Managing Director of the Ghana Commercial Bank (GCB), Mr. Kofi Adomakoh, has disclosed that, the bank experienced significant growth in 2020.
According to him, despite the impact of the pandemic, the bank performed “reasonably well”.
He made this revelation at the ongoing 27th Annual General Meeting by the Bank for the 2020 financial year. Mr. Adomakoh noted that, the bank was able to make appreciable progress in achieving their goal for the year.
“The year was a very challenging and difficult one, particularly because of the economic, social and business disruptions occasioned by the COVID-19 pandemic. Your bank at that time adapted quite well to the challenges by adopting proactive solutions to mitigate the impact of the pandemic. As a result, we were able to make progress towards our primary goal of providing convenient and accessible product and services to customers and delivering strong returns to our shareholders”.
In highlighting some key global event that shaped the year under review, Mr. Adomakoh intimated that, the pandemic brought its own volatility to stock markets and oil prices.
“Emerging markets and developing economies faced numerous economic headwinds as they struggled with loss of tourism, dwindling remittances, subdued capital flows and tight financial conditions amid rising debt levels across the globe”.
Growth recorded for 2020 financial year
Commenting on the growth of the bank in their financials, Mr.
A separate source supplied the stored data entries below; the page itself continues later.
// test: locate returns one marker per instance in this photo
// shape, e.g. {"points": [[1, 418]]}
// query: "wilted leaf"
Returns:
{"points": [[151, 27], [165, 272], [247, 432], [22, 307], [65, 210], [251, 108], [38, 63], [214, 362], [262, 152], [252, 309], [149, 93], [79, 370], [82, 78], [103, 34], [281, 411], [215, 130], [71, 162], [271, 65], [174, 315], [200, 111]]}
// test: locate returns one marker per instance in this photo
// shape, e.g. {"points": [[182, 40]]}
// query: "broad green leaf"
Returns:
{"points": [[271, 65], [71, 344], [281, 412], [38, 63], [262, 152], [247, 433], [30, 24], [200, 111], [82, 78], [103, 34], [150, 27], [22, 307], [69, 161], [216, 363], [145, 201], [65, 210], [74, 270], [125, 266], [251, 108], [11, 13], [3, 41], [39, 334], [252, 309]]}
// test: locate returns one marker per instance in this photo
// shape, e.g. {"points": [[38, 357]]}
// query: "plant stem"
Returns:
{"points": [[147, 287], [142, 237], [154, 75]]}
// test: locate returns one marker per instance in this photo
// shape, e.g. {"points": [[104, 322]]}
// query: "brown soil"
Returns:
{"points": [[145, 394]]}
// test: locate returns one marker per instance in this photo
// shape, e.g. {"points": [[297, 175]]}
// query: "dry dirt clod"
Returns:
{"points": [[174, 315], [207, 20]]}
Adomakoh maintained that their growth was due to revenue growth.
“Despite the challenges of the COVID-19 pandemic, your bank [GCB] performed reasonably well for the year under review. The improvement in financial results was supported by balance sheet growth and income diversification. We recorded growth in profit before tax of GHC 610.83,000,000 from GHC 573. 67,000,000 in 2019, representing a 6.5% increase, which was mainly attributable to revenue growth.
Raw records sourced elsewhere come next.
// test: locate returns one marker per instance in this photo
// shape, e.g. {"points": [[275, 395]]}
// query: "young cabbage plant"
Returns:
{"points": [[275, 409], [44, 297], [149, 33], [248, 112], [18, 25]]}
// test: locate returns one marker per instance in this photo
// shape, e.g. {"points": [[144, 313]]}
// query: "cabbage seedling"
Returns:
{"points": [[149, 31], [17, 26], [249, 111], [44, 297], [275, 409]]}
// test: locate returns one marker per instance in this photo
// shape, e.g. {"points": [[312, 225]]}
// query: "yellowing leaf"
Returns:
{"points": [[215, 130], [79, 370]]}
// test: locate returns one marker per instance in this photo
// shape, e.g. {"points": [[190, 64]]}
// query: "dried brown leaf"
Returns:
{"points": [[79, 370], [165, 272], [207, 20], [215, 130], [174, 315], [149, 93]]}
“Net interest income was up 29.1%, from GHC1.168 billion to GHC1.508 billion. Net trading income grew by 17.6% to 166.63 million from 141.75 million the previous year, whiles net fees and commission income also increased by 15.1% to GHC 277.98 million from GHC 241. 51 million. Operating income increased from 1.572 billion to 1.96 billion, reflecting an increase of 25.1% over the previous year”.
He further revealed that the bank’s operating expenses went up by 22% from GHC 924. 58 million to GHC 1.12 billion due to COVID-19 related expenditures. However, the cost income ratio improved to 57.4% compared to 59.1% in 2019.
“Our total assets recorded a growth of 23.5% from GHC 12.52 billion in 2019 to GHC 15.45 billion in 2020. The growth was funded mainly from a 21.8% increase in deposits which went up from GHC 9.8 billion in 2019 to GHC 11.96 billion in 2020”.
GSE affected by the pandemic
Mr. Adomakoh further highlighted the impact of the pandemic on the Ghana Stocks Exchange, which he explained, heavily impacted stocks performance. He further emphasized that the financial stocks were also “significantly affected”.
“Our shares prices experienced volatility during the year with the high of GCH5.10p and a low of GHC3. 40p”.
That notwithstanding, the MD for GCB described the bank as “strong and well capitalized for our business mix and risk profile”.
As such, they will continue to “deliver best class return on equity” and make “appropriate investments in our people”. This, he explained, will help the bank serve its clients better.
“These initiatives will be supported by the effective harnessing of current and emerging technologies to our competitive advantage”.